Technology is a means to an end, an enabler.While it is important for Epsilon to be fully aware of new and emerging technologies, more importantly we need to understand the opportunities for these technologies to change the way consumers interact with brands, products or service providers, and whether they provide opportunities for marketers to drive deep consumer relationships and ultimately deliver on a business or revenue objective.


1a. How have marketers responded to the evolving CRM / Direct Marketing initiatives from entities such as yours?

There is a tendency for marketers to believe that the more data they have access too, the more successful they can be; but unfortunately this is not always true. A large part of our work in the Asia Pacific region, and to some extent in Europe is to work with marketers to help them understand that not all data is created equally. Two of the new Vs of big data are: Value and Veracity, and to me these are the key areas that marketers must focus on. Does the data point add any value to the marketing programme, and will it help drive the required business outcome? Veracity points to the accuracy of the data; in other words, can it be trusted as a source? If not it may negatively impact the efforts of the marketer, and its use must be carefully assessed.


How do you see the twain arms of Loyalty & Analytics performing for you in a market like India?

With disposable incomes increasing in India, it is developing into a very consumer-driven market. Whether for automobile, consumer packaged goods or travel, Indian consumers are like their Western peers, looking for value for money and quality. Loyalty cannot be bought; it must be earned, and ultimately comes from a product or brand delivering on their promise and enriching the consumer’s life in someway. Loyalty is the icing on the proverbial cake – deliver on your brand promise and you can start to build a relationship with a consumer that is symbiotic; analytics can help you better understand how that relationship is growing amongst your different segments of consumers, across products, across geographic locations, and ultimately at the individual consumer level. Indian brands are now starting to understand the value of analytics as part of the loyalty equation, and are keen to learn the best practices being adopted overseas.


03. How would you analyse Epsilon’s growth from markets across the globe?

Epsilon has seen unprecedented growth over the last 3 years to become the largest marketing services company in North America, and #2 Worldwide. We continue to focus on the needs of our global clients, while not forgetting their local in market needs. Similarly we understand the needs of local home grown brands as they look to become national or global.

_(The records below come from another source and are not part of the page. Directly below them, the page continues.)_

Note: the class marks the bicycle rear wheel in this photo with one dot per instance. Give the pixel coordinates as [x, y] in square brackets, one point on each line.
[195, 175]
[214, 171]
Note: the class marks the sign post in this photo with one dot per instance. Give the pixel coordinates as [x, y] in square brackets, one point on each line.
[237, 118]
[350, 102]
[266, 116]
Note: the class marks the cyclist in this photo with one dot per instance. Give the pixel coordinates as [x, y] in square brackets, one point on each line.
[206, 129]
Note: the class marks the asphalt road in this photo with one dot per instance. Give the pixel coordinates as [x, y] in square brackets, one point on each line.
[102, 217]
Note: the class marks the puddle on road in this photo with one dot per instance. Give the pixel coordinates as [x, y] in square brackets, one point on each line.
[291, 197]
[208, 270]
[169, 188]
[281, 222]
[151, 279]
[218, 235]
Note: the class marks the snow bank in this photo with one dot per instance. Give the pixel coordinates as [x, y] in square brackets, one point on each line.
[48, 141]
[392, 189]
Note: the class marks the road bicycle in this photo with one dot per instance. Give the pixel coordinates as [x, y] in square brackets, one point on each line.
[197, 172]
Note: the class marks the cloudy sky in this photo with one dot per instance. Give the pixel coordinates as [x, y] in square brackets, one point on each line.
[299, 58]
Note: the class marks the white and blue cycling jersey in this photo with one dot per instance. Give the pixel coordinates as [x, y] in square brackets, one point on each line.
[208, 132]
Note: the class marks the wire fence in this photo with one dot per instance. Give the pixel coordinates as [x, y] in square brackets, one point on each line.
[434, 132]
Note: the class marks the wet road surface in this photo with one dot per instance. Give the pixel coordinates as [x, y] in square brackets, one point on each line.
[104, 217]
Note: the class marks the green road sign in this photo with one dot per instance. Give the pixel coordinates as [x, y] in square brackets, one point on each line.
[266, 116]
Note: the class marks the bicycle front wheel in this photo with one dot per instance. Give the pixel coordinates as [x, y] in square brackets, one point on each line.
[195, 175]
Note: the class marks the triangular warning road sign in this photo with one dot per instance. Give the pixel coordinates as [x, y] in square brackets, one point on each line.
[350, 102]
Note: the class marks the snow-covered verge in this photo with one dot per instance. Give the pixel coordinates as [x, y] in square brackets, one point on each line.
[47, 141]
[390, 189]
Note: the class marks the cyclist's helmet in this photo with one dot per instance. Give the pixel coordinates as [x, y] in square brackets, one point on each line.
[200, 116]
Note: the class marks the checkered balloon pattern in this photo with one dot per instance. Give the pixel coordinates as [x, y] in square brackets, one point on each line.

As we grow to be what we call the agency of the future, we will continue to invest in bringing big data together with big ideas to help our clients build meaningful and valuable relationships with their target consumers, and drive business outcomes.


3a, Which are the emerging markets that you seek to tap in the months to come?

India is still an emerging market as investment in marketing services is still relatively small, and programmes that are in place generally small scale and single dimension. There is still a lot to be done to help Indian companies understand the value of a data-driven omnichannel approach.


Outside of India the same applies to South East Asia, China, and Eastern Europe.


04. Do you see brands/marketers shying away from seeking services from Epsilon given the tough economic climate prevailing at the moment?

On the contrary, smart marketers understand they need to retain customers whom they have worked hard to win; and the old adage rings true: it is five times more expensive to win a new customer than to retain an existing one.


05. What is your growth strategy for India in the year to come?

We are working on delivering greater value to our existing client base, and expanding the programmes that are already in place. We are also looking to tap into more vertical markets in India, and to educate them on the value that smart, data-driven marketing can bring. The challenge is finding local talent to join us on this journey.